When I came to the United States from the Dominican Republic in 2007, the only thing I brought with me was my machine to make pastelitos (puff pastries). I’ve sold pastelitos for as long as I can remember, so when I had the opportunity to put down roots in my new home and start a business, Pastelitos Elvys in Bushwick, I was overjoyed.
My wife Isabelle and I run our business together, gladly accepting help from our six children when they aren’t doing their homework in the back of our store. With our two employees, we have worked hard to build a business that we know our community can rely on.
I believed America was a place where hard work and dedication would mean success. But over the years, as I’ve watched gentrification displace so many in my community, as I’ve seen my customer base wither and my friends and family threatened with unjust evictions, it has become clear to me that there are some who don’t play by the rules, but get ahead anyway. And tax giveaways like the controversial 421-a program, which provides tax breaks to encourage developers to build new apartments, are a big reason why.
While I work 12-hour days to pay my rent, taxes and countless other expenses, big developers are walking away with billions of taxpayer dollars through 421-a. The program was created decades ago as a way to spur new building in a very different, struggling New York. Now, while its supporters claim it is an important incentive for building affordable housing, it is mostly a way for wealthy developers to direct $1 billion in tax dollars every year toward new housing that is usually unaffordable for working New Yorkers.
In the Los Sures neighborhood in Williamsburg, where my wife Isabelle and I pastor a small church, I have already seen the effects of luxury development and the displacement in its wake. In Bushwick, I have seen too many friends and neighbors evicted by unscrupulous landlords who want to charge exorbitant rents, only to have the apartments lay vacant for months on end. After years spent riding my bicycle, selling pastelitos in the barbershops and on street corners, the neighborhood feels increasingly gutted. Countless businesses are gone while landlords let their storefronts remain empty.

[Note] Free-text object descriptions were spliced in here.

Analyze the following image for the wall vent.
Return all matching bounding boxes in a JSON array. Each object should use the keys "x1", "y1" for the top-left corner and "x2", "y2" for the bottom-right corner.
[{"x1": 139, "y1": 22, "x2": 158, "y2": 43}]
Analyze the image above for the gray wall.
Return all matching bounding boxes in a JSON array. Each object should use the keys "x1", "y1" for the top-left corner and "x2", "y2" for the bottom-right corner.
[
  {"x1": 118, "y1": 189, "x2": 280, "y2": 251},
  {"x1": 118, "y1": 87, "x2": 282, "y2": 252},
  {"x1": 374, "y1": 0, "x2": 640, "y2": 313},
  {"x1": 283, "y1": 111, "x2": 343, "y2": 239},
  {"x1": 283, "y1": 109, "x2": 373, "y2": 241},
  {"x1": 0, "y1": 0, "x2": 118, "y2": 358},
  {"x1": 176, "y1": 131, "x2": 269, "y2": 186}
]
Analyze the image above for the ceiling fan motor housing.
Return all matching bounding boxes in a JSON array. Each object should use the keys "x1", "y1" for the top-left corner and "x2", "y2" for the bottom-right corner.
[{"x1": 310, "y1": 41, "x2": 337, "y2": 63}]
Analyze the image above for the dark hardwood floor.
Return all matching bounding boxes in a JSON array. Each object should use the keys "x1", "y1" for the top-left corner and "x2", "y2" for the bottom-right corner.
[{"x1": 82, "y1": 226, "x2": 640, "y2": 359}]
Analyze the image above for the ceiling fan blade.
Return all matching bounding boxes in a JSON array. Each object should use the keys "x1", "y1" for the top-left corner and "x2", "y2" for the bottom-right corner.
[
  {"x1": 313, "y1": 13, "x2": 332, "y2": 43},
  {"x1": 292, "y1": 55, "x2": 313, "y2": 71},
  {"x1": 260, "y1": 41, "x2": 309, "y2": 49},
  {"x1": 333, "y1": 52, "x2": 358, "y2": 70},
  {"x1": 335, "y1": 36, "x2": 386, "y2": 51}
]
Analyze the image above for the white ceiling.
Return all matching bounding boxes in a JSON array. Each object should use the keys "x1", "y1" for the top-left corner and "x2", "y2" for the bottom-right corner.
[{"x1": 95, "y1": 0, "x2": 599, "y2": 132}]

My business survives on a customer base I’ve built over the years. As more and more are forced from their homes, my business suffers. Those who can afford to stay are spending so much of their income on rent that they can barely afford groceries—let alone the treats for themselves or their kids that my family sells.
Just a few blocks away from my business, on Dekalb Ave., a new development they call “Colony 1209” will receive $8 million in tax breaks. Colony 1209 boasts that “you’ll find a group of like-minded settlers” among fancy amenities like private courtyards, pool tables, a gym and even a “screening room.” I don’t understand how these developers making millions buying and selling property where they will never live are in need of breaks from the government. I’m a businessman, and part of owning a business is paying my fair share of taxes. If I can do it, I know they can, too.
Our neighborhood is more than an investment opportunity—it’s our home.
Some of these luxury developments supposedly offer affordable housing, but I have seen firsthand how they drive up area rents and push out long-term tenants nonetheless. At Colony 1209, millions in subsidies will not even translate into apartments that an average resident of our neighborhood could afford: As thousands of rent-stabilized apartments are lost, Colony 1209 offers two-bedroom units for more than $3,000 a month.
Even with recent amendments to 421-a that would require a place like Colony 1209 to provide a certain number of “affordable” units, the rents would be too high for most residents in communities like Bushwick, because they would be based on an income level (80 percent of area median income) far higher than what most of them earn.
I’m proud to own my business and to create and sustain jobs in my community. But with rent rising and sales dropping, I don’t know how much longer I can hold on.
We need to get rid of the wasteful 421-a giveaway entirely and focus on real solutions to the housing crisis. Our community needs investments in real affordability, not $1 billion in handouts to big developers for housing that we cannot afford.
Elvys Contreras is the owner of Pastelitos Elvys and a member of Small Businesses United, a project of Make the Road New York.